# OMG, Do I have an update for you!!!!...



## toolate (Sep 22, 2009)

I have been posting on here under a previous name many of you know and my current name. Been married for 9 months and Im the high drive spouse with a low drive/sexually withholding husband. There is more to the story, but that is the gist. I had tried everything under the sun and I was still getting turned down until this past weekend, and ignored and denied permission to contact husband during the day. He had been thinking he wanted the old me back, when really, he couldnt see that Im still the same... HE had changed how he saw me and reacted to me. I had given him complete space for almost 3 weeks with no results... he was still ignoring and withholding etc. So I just kinda went numb and decided to observe. I saw that he was acting threatened. So I mentioned that it might help us not launch into a fight if he didnt respond to everything I said with defense. Then later he said he was trying to tell me how he felt, but I didnt care. Translation: he had been drinking and didnt think I was listneing. SO the next day he said to me that he was trying to tell me how he felt and I ignored him... I said, oh last night... you told me how you THOUGHT. SO anyway, we got out in the open that he was hurt and felt insecure about things related to my previous husband (and I think most things). He felt like a weight had been lifted and has been all over me and contacting me everyday from wrok, and having sex and WOW! I feel like I have my man back!

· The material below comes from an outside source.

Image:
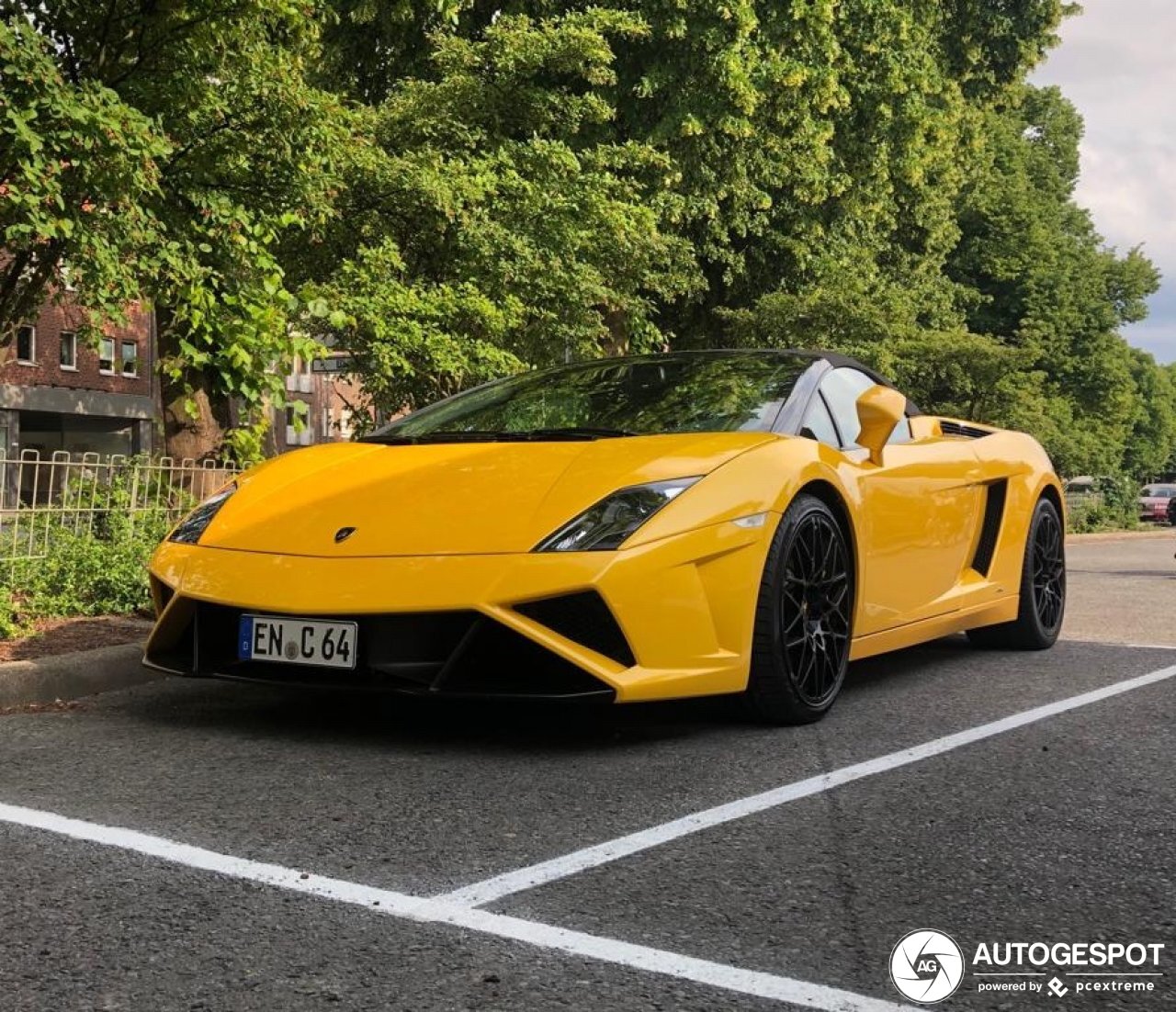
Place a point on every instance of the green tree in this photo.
(187, 141)
(483, 230)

I just had to share. I know its only been several days... but thats longer than ever in the past year.:smthumbup:


----------



## marriedguy (Nov 7, 2009)

Congrats to you and Your husband for gettin that love thang goin on...keep on keepin.


----------



## SimplyAmorous (Nov 25, 2009)

Amazing what a little communicaton can do & just getting something off the chest can do for one's spirit !


----------